Respect—To show deferential regard
Living with respect requires keeping up with two equivalent goals; respect for yourself, and respect for others. To say that I respect others means I value their differences and their right to independent thoughts. It is difficult—dare I say impossible--to have respect without tolerance. And the capacity to tolerate others derives directly from a high level of self-respect. I best understood the concept of self-respect when I learned to trust my insight. Not my gut reaction, but my ability to derive a well thought out position, resistant to challenge from others and capable of evolving with new information. I became comfortable saying, “Given the available information, I think that...” Although two goals exist, there can be no trade-off of one for the other. Consequently, I require respect as much as I provide respect in all my interactions.
In practice, it is rare for me to judge the worth or value of a stranger’s choices, and rarely will I advocate one behavior over another. Help or counsel with strangers, when asked, is generously provided, but help, unsolicited, is rarely delivered.
Integrity—Adherence to an ethical code that delivers profitable relationships
In any discussion of integrity, my definition of “profitable relationships” becomes central. When people enter a relationship, both people have expectations of gaining from the interaction. Therefore, profitable relationships are those where both parties expectations are favorably met. Hence, for me to behave with integrity requires that I work hard to deliver something of value (as defined by the other person) in all my interactions.
Striving for this value requires that I work hard at knowing what I can bring of value to each relationship and what I’m looking for in my relationships. Alternatively, I do not strive to meet the demands of others at all costs. Simply pleasing others would not be profitable for me. Thus living with integrity, means that I seek clarity of expectations, rather than performing and hoping intentions are not misconstrued.
Empathy—Having compassion and understanding for the position and circumstances of others
Living with empathy enables me to have a healthy coexistence with others. As I have aged and appreciated the importance of living with empathy, I notice that listening takes on new qualities. Now, I understand that to listen to someone requires valuing them as a person, an individual who can make a positive contribution. Thus living with empathy requires me to look for the good in others, to search for alternative explanations, and to hesitate when facing the unknown.
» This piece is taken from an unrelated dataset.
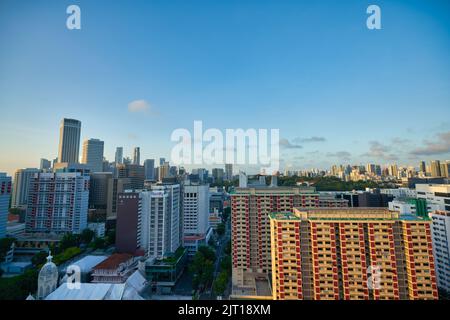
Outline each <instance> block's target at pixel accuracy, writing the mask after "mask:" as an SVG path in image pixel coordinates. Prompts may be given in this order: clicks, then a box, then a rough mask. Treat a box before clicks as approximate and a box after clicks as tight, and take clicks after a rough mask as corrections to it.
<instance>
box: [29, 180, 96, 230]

Competence—The quality of being well qualified
As I see life, if you accept a responsibility it is your duty to discharge that responsibility with competence. If additional knowledge is needed, then go get the knowledge. Importantly though, having competence does not imply that your decisions will always be correct. When faced with uncertainty, it is foolhardy to ignore the possibility of failure. No, having competence implies that we consider all available information and risks appropriately, and that care is taken in meeting fiduciary obligations.
In my attempt to stay competent, I mean to imply a high degree of intellectual curiosity, and a mindset that views failure as a short-term learning opportunity. It also implies a willingness to assess weaknesses, and derive development plans to address weaknesses where needed.
Trustworthiness—Earning faith and confidence from others so there exist permission to fail
The goal of my actions is to earn someone else’s trust. I consider this a stiff challenge, but wholly consistent with who I am. When I hear someone say, “you don’t trust me,” it always triggers a thought of this value. For I don’t accept that trust should be given to me, nor that I am owed trust because of my past actions. Earning trust is forward looking in perspective, and something you don’t question. A person always has the option to trust you, and their actions often make obvious their decision. To earn their trust then implies that you can recognize the arenas where you are not trusted, and if appropriate, go out an get the credentials and credibility needed to earn the desired trust on the next opportunity.